本来一番深刻になる筈の部分は、主人公のモノローグで数行で終わらせてしまい、本筋ではそれ以上の掘り下げは行なわれない。
 だいたい、この主人公、地球滅亡の危機に、飲んだくれてガールフレンドとベッドにいるような奴ですから。単なるボンクラ。でも、全地球的規模の災害に対して、いちばんリアルな対処じゃないですか。・・・あっけにとられる、というのは?

 短編をきれいに纏める為のテクニックにしては、ニーヴンのかわし方は、かなり堂が入っている。同じアイディアを処理するにしても、バラードならどうするか。短い中にも含蓄ある哲学的思考を必ず入れてくるだろう。

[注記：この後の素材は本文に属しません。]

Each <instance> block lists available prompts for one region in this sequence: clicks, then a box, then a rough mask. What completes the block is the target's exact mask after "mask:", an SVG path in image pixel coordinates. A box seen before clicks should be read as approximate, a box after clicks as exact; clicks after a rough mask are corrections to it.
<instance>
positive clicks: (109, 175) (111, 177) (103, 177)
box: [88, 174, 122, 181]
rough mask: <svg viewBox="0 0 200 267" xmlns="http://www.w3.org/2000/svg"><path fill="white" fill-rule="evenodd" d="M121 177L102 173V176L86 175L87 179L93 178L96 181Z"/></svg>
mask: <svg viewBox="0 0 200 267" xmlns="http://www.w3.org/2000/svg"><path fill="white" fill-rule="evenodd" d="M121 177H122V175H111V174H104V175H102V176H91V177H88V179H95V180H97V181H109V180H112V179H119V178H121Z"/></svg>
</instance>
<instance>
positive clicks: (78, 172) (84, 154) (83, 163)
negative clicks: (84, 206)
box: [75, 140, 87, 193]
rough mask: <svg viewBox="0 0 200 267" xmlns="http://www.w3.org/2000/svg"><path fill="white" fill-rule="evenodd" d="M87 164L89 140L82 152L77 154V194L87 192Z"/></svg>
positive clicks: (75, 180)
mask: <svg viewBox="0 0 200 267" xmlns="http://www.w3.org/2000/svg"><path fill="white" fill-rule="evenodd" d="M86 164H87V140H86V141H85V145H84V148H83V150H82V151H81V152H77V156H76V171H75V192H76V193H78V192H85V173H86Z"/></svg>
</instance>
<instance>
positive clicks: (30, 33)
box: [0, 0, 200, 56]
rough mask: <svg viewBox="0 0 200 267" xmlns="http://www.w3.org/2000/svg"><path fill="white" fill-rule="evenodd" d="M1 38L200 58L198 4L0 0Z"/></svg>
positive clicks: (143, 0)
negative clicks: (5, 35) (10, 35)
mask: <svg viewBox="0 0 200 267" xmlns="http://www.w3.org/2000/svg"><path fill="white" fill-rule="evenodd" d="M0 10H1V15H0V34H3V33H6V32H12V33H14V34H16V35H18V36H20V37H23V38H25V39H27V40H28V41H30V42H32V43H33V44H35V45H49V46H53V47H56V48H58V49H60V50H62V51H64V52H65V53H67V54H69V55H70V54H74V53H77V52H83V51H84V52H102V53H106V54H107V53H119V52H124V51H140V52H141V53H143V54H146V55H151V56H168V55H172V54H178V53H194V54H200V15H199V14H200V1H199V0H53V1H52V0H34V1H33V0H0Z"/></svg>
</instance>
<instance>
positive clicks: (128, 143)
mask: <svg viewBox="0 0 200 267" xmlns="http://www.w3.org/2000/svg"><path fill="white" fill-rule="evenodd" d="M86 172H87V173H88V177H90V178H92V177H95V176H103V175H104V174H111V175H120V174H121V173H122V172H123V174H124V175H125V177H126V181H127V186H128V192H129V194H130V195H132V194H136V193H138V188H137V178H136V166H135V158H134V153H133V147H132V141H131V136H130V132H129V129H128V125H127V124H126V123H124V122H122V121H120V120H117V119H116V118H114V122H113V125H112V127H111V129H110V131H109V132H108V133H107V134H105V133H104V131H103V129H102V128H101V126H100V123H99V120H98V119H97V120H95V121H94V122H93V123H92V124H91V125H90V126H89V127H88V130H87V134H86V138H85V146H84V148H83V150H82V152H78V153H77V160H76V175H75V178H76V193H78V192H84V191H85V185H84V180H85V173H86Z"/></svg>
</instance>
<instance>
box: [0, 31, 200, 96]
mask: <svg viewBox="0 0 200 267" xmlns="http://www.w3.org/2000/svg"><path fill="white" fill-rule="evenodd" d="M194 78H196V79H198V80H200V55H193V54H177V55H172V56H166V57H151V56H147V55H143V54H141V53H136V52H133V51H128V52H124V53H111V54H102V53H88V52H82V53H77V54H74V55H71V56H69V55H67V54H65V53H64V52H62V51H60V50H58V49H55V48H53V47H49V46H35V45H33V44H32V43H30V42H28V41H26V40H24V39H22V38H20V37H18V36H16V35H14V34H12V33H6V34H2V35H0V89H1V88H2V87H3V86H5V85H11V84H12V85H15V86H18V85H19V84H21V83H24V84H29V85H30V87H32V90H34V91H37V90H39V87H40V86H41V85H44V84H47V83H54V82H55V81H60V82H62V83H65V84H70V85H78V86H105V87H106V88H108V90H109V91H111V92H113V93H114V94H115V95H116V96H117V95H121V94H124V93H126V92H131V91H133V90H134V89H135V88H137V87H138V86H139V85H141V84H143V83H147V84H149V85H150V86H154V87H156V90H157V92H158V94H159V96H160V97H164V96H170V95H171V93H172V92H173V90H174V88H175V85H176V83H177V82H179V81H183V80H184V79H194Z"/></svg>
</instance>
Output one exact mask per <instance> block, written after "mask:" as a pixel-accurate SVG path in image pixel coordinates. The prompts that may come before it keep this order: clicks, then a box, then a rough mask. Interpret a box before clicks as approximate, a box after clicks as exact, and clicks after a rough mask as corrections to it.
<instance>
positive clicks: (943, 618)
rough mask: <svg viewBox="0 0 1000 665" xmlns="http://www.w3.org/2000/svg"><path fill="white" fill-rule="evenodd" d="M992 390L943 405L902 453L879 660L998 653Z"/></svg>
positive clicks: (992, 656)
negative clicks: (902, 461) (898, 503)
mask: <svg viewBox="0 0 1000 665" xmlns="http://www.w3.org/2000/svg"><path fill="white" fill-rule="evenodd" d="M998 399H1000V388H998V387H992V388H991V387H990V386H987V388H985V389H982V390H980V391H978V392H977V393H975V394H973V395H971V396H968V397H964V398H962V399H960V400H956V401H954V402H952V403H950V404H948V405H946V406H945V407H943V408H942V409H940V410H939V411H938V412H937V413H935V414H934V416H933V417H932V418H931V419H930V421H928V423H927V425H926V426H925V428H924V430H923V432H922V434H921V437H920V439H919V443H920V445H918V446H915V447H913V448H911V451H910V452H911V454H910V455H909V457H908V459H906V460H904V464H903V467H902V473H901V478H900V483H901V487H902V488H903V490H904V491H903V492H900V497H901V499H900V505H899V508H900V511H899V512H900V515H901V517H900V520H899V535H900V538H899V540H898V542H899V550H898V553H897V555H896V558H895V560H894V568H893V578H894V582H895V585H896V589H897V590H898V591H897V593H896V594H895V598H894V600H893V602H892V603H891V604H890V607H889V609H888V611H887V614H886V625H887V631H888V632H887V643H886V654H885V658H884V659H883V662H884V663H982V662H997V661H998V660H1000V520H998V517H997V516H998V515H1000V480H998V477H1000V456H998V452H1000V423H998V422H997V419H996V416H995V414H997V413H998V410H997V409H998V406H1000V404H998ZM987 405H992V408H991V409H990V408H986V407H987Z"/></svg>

詩的表現を多用し、キラキラした宝石のように磨き上げるだろう。
 その意味で、ニーヴンは無防備すぎる。マンガ的すぎる。

 結論から言うと、そこが魅力だ。

 想像力に対し一定の責任が伴うということはない。ニーヴンがいつも気にしているのは科学的整合性という奴で、それ以外は実はあんまり考えていない。理系だから。しょうがないんだよ。
 作品の舞台や意匠は毎回派手派手に変わるのだけれど、登場する人物や嗜好は毎度お馴染みのオール・アメリカン感覚に溢れたものだ。異様に親しみ易い。どこに行ってもアメリカ人がいる。星間ヨットの展示場なんて、近所のアメ車のディーラーショップさ。ドラッグストアだってあるし、かなり異様な外見の異星人も登場するけど、中味はよく知った人達。
 例えばディックは意図的にカリフォルニアの日常と地続きの火星や未来の地下シェルターを設定していたけど、あれは文学的深読みの余地があるじゃない?
 ニーヴンにそんなもの、ないの。そこが無条件に素晴らしい。
 同じように、“宇宙のどこへ行ってもアメリカ”という世界観は、フラッシュ・ゴードンの昔からスペースオペラがお得意の道具立てですけれども、完全にそれに連なるもの。
 タイトルを失念したんだけど、50年代・60年代の宇宙物のアメコミのアンソロジーでニーヴンが序文を書いている本があって、「あぁ、この人のルーツはこの辺か!」と深く納得した憶えがある。
 そりゃ、マンガ的なのは当然ですよ。原点がそれなんだから。
 ニーヴンは文字で書かれたアメコミ。
 
 ・・・それで、なにか不都合でも?

 そろそろ『中性子星』の話もしなくてはならないのだが、これは長大な連作・未来史シリーズの一冊で、二十六世紀を舞台にした宇宙での冒険譚が満載。お得感有り。
 超光速航法、ハイパースペース・ドライブが開発され、人類は宇宙に広がって通商したり戦争したり冒険したり。宇宙人種族も何種類も登場するが、共通するのは皆んな、あまり深刻ぶらずに生きている。偉い。美しい。
 例えば、人類の敵、クジン人なんか、身長2メートルの巨大なネコ。(毛皮はオレンジ色。)やたら好戦的で、最初の接触以降、何度も人類に戦争を仕掛けてくるんだが、種族揃ってあまりに喧嘩っぱやいもんで、前回負けてもまったく懲りない。自分の陣営の準備が整わないうちに、また次の戦闘を開始するもので、常に人類に負け続けている。
 
 
素晴らしいね。
 そういう宇宙であって欲しいものだ。